L’Afrique représente aujourd’hui environ 17 % de la production de TotalEnergies, soit 414 000 barils équivalent pétrole par jour au deuxième trimestre 2026, avec des volumes de gaz en hausse de 16 % sur un an. Le continent concentre plusieurs chantiers structurants pour le groupe. Le pipeline EACOP (East African Crude Oil Pipeline), qui doit acheminer jusqu’à 246 000 barils par jour depuis les champs pétroliers ougandais du lac Albert jusqu’au port tanzanien de Tanga, a franchi le seuil des 92 % d’avancement début septembre.
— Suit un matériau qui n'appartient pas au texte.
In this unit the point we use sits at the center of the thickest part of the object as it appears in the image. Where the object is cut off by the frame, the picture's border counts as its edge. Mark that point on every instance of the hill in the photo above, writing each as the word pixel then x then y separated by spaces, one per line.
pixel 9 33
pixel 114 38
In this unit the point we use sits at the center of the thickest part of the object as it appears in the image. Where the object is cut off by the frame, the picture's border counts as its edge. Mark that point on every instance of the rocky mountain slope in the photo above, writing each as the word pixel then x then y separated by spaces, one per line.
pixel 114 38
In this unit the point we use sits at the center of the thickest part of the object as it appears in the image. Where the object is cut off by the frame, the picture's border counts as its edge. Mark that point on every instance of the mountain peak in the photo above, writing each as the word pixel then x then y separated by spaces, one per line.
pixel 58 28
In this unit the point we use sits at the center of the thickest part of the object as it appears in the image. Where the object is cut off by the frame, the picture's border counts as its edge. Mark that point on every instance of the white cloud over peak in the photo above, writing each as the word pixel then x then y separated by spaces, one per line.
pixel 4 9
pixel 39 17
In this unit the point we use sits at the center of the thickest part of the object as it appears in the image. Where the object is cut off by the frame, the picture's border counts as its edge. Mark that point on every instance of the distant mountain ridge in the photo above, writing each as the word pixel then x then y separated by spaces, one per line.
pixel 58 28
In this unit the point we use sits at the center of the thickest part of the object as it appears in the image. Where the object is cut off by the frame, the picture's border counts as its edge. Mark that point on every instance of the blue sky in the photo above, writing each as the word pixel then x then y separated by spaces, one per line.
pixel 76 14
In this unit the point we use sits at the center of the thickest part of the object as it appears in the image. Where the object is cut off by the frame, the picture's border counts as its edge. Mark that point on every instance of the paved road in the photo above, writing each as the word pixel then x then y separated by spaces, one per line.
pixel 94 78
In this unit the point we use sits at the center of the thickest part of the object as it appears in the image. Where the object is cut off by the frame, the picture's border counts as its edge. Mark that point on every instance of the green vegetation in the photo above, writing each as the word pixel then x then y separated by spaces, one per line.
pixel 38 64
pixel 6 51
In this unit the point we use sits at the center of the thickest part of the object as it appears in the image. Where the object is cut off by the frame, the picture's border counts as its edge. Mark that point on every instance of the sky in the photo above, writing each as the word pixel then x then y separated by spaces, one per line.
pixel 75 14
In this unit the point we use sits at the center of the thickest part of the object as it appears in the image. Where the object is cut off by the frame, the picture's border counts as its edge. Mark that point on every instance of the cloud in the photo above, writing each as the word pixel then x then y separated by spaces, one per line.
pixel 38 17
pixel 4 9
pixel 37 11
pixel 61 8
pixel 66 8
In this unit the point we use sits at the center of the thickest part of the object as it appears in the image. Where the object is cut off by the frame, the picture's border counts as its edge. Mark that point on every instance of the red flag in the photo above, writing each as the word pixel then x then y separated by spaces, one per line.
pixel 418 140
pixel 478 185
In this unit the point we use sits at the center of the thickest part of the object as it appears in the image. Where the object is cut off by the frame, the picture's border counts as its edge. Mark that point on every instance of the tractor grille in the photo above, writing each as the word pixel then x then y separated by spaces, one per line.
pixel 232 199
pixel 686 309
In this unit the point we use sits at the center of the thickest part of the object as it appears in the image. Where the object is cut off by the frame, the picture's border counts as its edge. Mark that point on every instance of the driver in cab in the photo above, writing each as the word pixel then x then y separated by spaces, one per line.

TotalEnergies y détient 62 % des parts, aux côtés des sociétés pétrolières publiques ougandaise et tanzanienne (15 % chacune) et du groupe chinois CNOOC (8 %).

En Angola, le groupe a par ailleurs confirmé début septembre une découverte sur le bloc 17 (gisement Acacia-5), destinée à être raccordée au FPSO Pazflor, et pris des participations opératrices de 40 % sur deux blocs supplémentaires proches d’infrastructures existantes où six unités flottantes de production sont déjà en exploitation. Ces développements s’inscrivent dans un effort d’investissement annoncé de plusieurs milliards de dollars sur cinq ans.
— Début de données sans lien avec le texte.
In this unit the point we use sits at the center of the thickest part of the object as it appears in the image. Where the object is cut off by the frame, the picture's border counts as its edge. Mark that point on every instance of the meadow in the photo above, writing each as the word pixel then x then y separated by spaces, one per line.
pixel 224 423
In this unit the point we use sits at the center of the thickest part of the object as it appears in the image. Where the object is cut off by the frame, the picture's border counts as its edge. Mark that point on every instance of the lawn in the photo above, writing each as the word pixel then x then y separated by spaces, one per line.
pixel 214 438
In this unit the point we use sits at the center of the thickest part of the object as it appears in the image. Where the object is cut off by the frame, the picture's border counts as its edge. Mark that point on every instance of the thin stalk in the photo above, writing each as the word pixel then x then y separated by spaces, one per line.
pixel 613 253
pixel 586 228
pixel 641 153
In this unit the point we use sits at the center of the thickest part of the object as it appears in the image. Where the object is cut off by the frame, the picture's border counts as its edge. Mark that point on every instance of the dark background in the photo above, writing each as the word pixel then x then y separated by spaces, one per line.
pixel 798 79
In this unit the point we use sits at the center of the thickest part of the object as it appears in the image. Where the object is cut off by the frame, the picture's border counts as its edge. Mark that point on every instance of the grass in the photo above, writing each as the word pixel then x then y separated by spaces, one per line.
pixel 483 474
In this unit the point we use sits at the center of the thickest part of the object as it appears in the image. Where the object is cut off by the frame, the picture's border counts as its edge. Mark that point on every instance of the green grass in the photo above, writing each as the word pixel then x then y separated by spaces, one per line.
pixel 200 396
Une opération qui s’explique par la trajectoire financière du groupe

L’accord avec GIP intervient alors que TotalEnergies poursuit un désendettement marqué : la dette nette du groupe est passée de 23 milliards de dollars fin mars 2026 à 19,7 milliards fin juin, ramenant le ratio d’endettement à 13,1 %, contre 17,9 % un an plus tôt. Dans le même temps, le groupe a maintenu une politique de retour aux actionnaires soutenue, avec un second acompte sur dividende 2026 porté à 0,90 euro par action (+5,9 % sur un an) et un programme de rachat d’actions autorisé jusqu’à 1,5 milliard de dollars pour le troisième trimestre.
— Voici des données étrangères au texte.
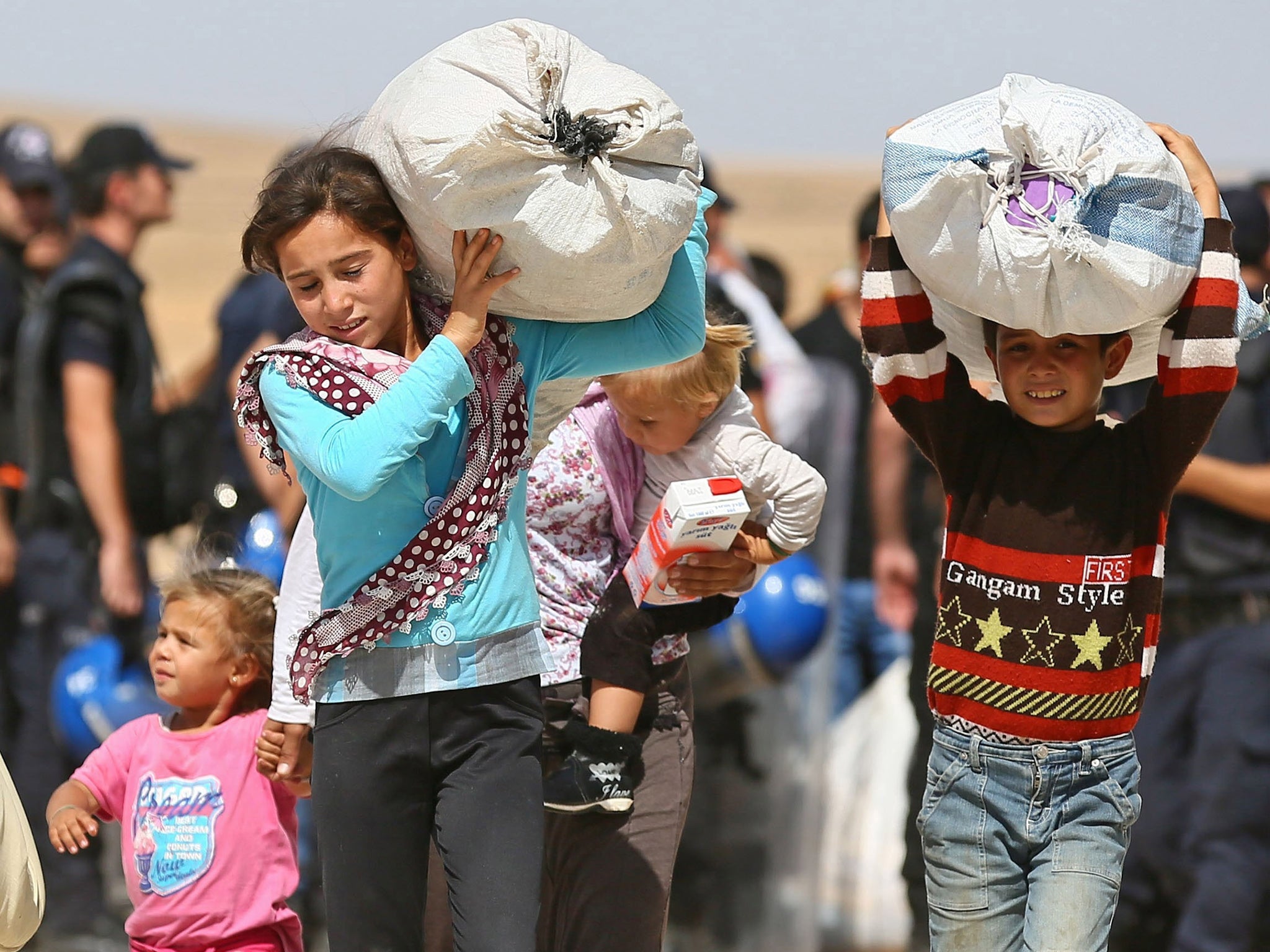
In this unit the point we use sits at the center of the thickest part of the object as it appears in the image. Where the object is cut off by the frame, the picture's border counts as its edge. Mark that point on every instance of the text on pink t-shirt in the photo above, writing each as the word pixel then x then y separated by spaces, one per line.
pixel 208 843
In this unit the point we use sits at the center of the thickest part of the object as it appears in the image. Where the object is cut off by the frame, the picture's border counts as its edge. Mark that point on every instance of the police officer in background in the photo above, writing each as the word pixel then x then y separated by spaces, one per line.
pixel 92 443
pixel 1198 874
pixel 30 180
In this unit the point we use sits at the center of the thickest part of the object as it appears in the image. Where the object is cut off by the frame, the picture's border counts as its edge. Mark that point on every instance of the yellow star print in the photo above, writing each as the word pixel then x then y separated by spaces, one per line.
pixel 993 631
pixel 1042 643
pixel 1091 645
pixel 951 621
pixel 1126 643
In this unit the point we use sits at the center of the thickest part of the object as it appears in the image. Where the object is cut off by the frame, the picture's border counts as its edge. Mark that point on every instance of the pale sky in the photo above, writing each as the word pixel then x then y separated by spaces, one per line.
pixel 799 79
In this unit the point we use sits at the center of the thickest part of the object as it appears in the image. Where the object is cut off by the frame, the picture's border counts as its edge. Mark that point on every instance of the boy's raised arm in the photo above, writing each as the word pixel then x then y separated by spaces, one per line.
pixel 928 391
pixel 1198 347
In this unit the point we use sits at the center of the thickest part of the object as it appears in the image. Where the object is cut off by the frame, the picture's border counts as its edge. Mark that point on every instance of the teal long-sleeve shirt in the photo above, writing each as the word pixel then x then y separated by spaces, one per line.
pixel 374 480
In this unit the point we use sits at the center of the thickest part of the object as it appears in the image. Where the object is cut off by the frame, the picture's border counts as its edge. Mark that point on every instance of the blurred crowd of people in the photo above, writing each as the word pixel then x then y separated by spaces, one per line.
pixel 100 452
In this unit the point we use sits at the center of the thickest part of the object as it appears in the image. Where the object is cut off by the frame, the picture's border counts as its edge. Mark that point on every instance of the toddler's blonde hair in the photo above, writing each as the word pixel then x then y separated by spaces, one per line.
pixel 713 372
pixel 247 603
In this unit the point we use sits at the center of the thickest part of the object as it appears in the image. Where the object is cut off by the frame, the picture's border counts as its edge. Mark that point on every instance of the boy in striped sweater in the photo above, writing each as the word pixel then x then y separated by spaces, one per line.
pixel 1049 589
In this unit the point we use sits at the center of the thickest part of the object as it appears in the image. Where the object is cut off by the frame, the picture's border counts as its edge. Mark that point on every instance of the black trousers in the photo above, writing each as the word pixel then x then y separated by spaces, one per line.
pixel 459 767
pixel 618 644
pixel 55 599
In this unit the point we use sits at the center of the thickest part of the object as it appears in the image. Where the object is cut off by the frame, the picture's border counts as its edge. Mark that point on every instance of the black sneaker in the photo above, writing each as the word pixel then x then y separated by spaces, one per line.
pixel 600 775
Le montant levé auprès de GIP équivaut ainsi à 92 % des produits de cession du groupe sur l’ensemble du premier semestre 2026 (1,95 milliard de dollars), ce qui illustre le rôle croissant de ce type de montage dans le financement de la croissance et des distributions, en complément des cessions d’actifs traditionnelles.

Ce que révèle l’opération sur la maîtrise des actifs stratégiques français à l’étranger

Au-delà de sa technicité financière, cette opération illustre une tendance de fond : le recours croissant des groupes énergétiques français à des géants de la gestion d’actifs américains pour financer leurs infrastructures critiques hors de France. BlackRock, dont GIP est désormais une filiale, gère plus de 11 000 milliards de dollars d’actifs dans le monde et multiplie depuis plusieurs années les prises de position sur les infrastructures énergétiques stratégiques, des pipelines africains aux terminaux gaziers.

Pour TotalEnergies, ce choix permet de sécuriser des financements sans diluer son capital ni recourir à un endettement supplémentaire, tout en conservant la conduite opérationnelle de ses actifs. Mais il pose aussi la question de la répartition, à long terme, de la valeur générée par les infrastructures énergétiques que les groupes français opèrent en Afrique : une part croissante des flux de trésorerie qu’elles génèrent est désormais contractuellement due à un acteur financier américain, même si la France conserve la maîtrise industrielle du projet. Cette architecture, de plus en plus courante dans le secteur, place les majors pétrolières et gazières dans une position d’interdépendance accrue avec la finance mondiale, au moment même où la souveraineté des chaînes de valeur énergétiques fait l’objet d’une attention politique croissante en Europe.